The southwestern region of China, characterized by its unique Karst topography and fragile ecosystem, is a sensitive and vulnerable zone to climate change [36]. Influenced by complex terrain and monsoonal circulations, this area is prone to localized intense precipitation [37,38], making it one of the regions in China with the most significant local variations and complexities in rainfall patterns. Specifically, the Sichuan Basin is a relatively typical, low-altitude, and southern-latitude basin in China. Due to its diverse topography, precipitation varies substantially across the basin. Generally, summer rainfall in the eastern Sichuan Basin significantly exceeds that of the plateau regions to the west, attributed mainly to large-scale atmospheric circulations [39,40]. This phenomenon arises from upper-level short-wave troughs and the expansion of the Western Pacific Subtropical High, which in turn leads to the eastward shift of southwestern vortices [8,41]. Chen et al. [42] pointed out that under the “high-east, low-west” circulation pattern, the persistent activity of mesoscale convective systems (MCSs) is the direct cause of intense rainfall in the Sichuan Basin. Furthermore, orographic gravity waves intensify the ascending branch, enhancing precipitation in this area. Dong and colleagues [15] proposed that extreme rainfall in the Sichuan Basin is predominantly attributed to the vertical wind shear generated by both the Tibetan Plateau vortex and the southwestern vortex. Furthermore, the interplay between the Tibetan Plateau vortex and the southwestern vortex triggers intensified deep convection, ultimately amplifying precipitation levels in the Sichuan Basin, further enriched by the substantial moisture contributed by the southwestern vortex in the mid-to-lower atmosphere over the basin.
Despite extensive research examining the causes and mechanisms behind intense precipitation within the Sichuan Basin, most of this research emphasizes daily-scale data, offering scant attention to events of extreme rainfall that occur on an hourly timeframe. The impact of short-duration intense rainfall cannot be underestimated and may even far exceed the damage caused by strong precipitation at other time scales. For instance, on 2 July 2018, a short-duration downpour occurred in Pujiang, Chengdu, with a maximum hourly rainfall reaching 107.8 mm, resulting in severe flooding and submersion of multiple areas. To address this gap, the present study employs data on precipitation at an hourly granularity to unveil the patterns of intense hourly rainfall events throughout the day, and the climatic factors influencing the occurrence of such events. The aim is to quantitatively identify and interpret the climatic conditions under which extreme hourly precipitation events occur in the Sichuan Basin. By revealing the genesis and evolutionary process of torrential rains, this study seeks to enhance the precision and promptness of disaster alerts. Furthermore, the objective is to establish a scientific basis for future climate change adaptation and the formulation of long-lasting strategies that promote sustainable progress.

2. Materials and Methods

2.1. Overview of the Study Area

Figure 1 displays the Sichuan Basin’s geographical position, bordered by the Tibetan Plateau on the eastern side, the Yunnan-Guizhou Plateau to the north, the Wushan Mountain Range on the western side, and the Daba Mountains to the south [43]. It spans an area of 260,000 km2. The basin is primarily composed of peripheral mountains and a basin floor.
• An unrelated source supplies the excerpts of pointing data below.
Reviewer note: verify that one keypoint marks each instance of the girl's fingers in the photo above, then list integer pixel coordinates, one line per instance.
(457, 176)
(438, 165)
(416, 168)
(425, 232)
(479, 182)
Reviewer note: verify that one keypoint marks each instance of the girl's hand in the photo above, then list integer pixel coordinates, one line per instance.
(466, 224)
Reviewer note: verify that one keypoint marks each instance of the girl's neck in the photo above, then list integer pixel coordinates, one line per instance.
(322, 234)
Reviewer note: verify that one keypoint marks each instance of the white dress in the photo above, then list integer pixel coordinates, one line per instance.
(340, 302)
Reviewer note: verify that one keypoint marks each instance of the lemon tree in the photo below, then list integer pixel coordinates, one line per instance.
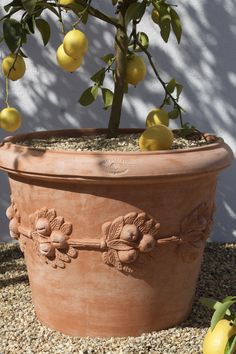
(157, 137)
(127, 62)
(221, 336)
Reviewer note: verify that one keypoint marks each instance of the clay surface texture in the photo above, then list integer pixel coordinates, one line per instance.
(113, 242)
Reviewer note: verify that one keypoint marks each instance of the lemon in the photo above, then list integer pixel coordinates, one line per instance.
(155, 16)
(157, 116)
(16, 72)
(10, 119)
(66, 62)
(215, 341)
(75, 44)
(135, 70)
(158, 137)
(66, 2)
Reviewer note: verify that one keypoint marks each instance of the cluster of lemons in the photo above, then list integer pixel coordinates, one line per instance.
(13, 68)
(69, 57)
(157, 136)
(71, 52)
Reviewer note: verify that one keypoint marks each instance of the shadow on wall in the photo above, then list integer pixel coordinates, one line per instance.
(204, 63)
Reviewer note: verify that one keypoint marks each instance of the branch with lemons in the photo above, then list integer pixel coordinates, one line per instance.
(221, 336)
(127, 66)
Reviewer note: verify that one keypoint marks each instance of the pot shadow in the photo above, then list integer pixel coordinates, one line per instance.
(12, 272)
(217, 280)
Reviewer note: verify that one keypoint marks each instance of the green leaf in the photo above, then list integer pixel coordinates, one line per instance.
(231, 344)
(229, 298)
(143, 39)
(109, 58)
(171, 86)
(12, 3)
(179, 89)
(52, 9)
(221, 310)
(44, 30)
(89, 96)
(99, 76)
(135, 11)
(174, 113)
(12, 32)
(22, 54)
(107, 96)
(176, 25)
(84, 18)
(29, 5)
(31, 23)
(165, 29)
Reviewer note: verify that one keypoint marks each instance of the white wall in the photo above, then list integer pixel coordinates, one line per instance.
(205, 63)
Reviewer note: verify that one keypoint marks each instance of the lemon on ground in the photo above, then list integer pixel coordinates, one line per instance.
(158, 137)
(155, 16)
(215, 341)
(16, 72)
(66, 62)
(66, 2)
(157, 116)
(10, 119)
(135, 70)
(75, 44)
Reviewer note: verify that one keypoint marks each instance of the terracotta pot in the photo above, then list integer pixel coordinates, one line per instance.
(113, 242)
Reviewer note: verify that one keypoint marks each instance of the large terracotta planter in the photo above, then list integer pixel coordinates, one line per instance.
(113, 242)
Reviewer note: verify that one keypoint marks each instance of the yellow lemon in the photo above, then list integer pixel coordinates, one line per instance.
(75, 44)
(10, 119)
(155, 16)
(16, 72)
(66, 2)
(158, 137)
(157, 116)
(66, 62)
(136, 70)
(215, 341)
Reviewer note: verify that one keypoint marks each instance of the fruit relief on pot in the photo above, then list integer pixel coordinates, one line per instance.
(125, 65)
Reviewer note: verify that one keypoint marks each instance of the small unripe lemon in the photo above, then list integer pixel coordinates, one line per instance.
(66, 62)
(75, 44)
(155, 16)
(158, 137)
(135, 70)
(157, 116)
(215, 341)
(10, 119)
(66, 2)
(16, 72)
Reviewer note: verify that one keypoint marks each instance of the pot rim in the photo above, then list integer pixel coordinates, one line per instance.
(109, 166)
(13, 141)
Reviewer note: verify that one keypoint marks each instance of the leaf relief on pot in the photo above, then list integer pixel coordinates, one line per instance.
(13, 215)
(51, 234)
(126, 237)
(194, 230)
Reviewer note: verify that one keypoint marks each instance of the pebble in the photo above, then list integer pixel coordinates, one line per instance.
(21, 332)
(124, 142)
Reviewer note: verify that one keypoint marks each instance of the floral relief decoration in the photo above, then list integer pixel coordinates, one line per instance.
(126, 237)
(51, 234)
(14, 216)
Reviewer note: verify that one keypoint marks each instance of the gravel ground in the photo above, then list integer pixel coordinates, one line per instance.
(21, 333)
(124, 142)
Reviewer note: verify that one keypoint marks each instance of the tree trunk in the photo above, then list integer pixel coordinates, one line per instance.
(121, 58)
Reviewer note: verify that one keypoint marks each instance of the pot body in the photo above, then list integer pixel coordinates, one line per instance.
(116, 251)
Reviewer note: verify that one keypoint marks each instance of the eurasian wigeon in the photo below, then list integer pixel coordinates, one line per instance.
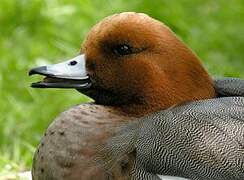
(131, 65)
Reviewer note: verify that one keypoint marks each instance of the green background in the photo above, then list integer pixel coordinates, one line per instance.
(35, 32)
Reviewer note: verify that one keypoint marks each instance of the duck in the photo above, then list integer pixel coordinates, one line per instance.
(199, 140)
(132, 66)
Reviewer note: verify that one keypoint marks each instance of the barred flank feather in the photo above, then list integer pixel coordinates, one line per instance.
(202, 140)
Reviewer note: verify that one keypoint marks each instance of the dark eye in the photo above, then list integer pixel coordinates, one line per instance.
(122, 49)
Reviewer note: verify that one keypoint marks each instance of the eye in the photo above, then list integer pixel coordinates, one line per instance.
(122, 49)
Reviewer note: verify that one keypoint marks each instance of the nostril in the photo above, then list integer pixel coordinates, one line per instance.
(91, 66)
(72, 63)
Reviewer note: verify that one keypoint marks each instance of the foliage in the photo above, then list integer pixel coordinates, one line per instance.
(34, 32)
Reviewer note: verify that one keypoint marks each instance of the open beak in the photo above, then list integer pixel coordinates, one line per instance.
(69, 74)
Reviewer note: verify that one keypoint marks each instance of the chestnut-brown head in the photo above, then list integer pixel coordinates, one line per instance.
(138, 64)
(142, 65)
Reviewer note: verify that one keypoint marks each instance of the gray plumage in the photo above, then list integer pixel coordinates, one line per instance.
(202, 140)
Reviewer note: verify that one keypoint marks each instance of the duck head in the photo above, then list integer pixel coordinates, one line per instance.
(134, 62)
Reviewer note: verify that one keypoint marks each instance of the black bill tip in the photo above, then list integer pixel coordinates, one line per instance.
(39, 70)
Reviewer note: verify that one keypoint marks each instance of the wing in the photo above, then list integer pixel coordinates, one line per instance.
(230, 87)
(199, 140)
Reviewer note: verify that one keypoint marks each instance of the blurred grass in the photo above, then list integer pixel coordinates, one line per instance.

The elevations of the peripheral mountains range from approximately 1000 to 3000 m, covering an area of around 100,000 km2. The geographic feature makes the enclosed basin unfavorable for horizontal transportation or vertical diffusion [44,45,46]. The basin floor features low-lying terrains with elevations ranging from 250 to 750 m and covers about 160,000 km2. It is a mosaic of hills and plains, and the area is predominantly categorized into three distinct regions: Eastern Sichuan with its parallel ridges and valleys; Central Sichuan with its hilly terrain; and Western Sichuan, encompassing the Chengdu Plain. These divisions are delineated by Longquan Mountain and Huaying Mountain, respectively [43]. The Sichuan Basin experiences an annual rainfall of about 1000 to 1300 mm, with a notable 70–75% of the total precipitation concentrated in the period spanning from June to October. The maximum daily rain can reach 300–500 mm, with peripheral mountains receiving relatively abundant rainfall. The basin floor exhibits high relative humidity year-round, characterized by frequent fog and overcast conditions.

2.2. Data Introduction

2.2.1. NDVI Data and Their Processing

The purpose of data processing was to amalgamate and process NDVI (normalized difference vegetation index) datasets harvested from two separate satellite imaging systems: the Advanced Very High-Resolution Radiometer (AVHRR) and the Moderate Resolution Imaging Spectroradiometer (MODIS). Through the integration of these varied data sources, the temporal scope of the NDVI dataset has been expanded to cover records from 1982 to 2016, thus offering a rigorous and holistic set of NDVI values suitable for ecology and environmental science studies. The AVHRR dataset, from 1982 to 2010, was sourced from NASA’s Goddard Space Center. Conversely, the data for MOD09GA, a daily surface reflectance product, were acquired from NASA’s MODIS Terrestrial Product Division. This dataset spans from 2010 to 2021.
In terms of data preprocessing to ensure homogeneity and reliability, a variety of specialized techniques were employed. The AVHRR set included actions such as radiometric calibration, cloud detection, subsequent removal, atmospheric interference adjustments, addressing satellite drift, and applying BRDF (Bidirectional Reflectance Distribution Function) computations. In the context of the MOD09GA dataset, a series of preparatory steps were undertaken, including but not limited to quality verification, image stitching, data subsetting, and modifications in data format and projection. Such practices were indispensable for procuring a unified and reliable NDVI dataset ripe for further analytical exploration.
To aggregate the daily observations into ten-day and monthly data, we utilized the maximum value composites (MVC) methodology. This approach was crucial in mitigating the influence of clouds and other forms of noise within the daily images, thereby enhancing the fidelity of the vegetation behavior throughout the study.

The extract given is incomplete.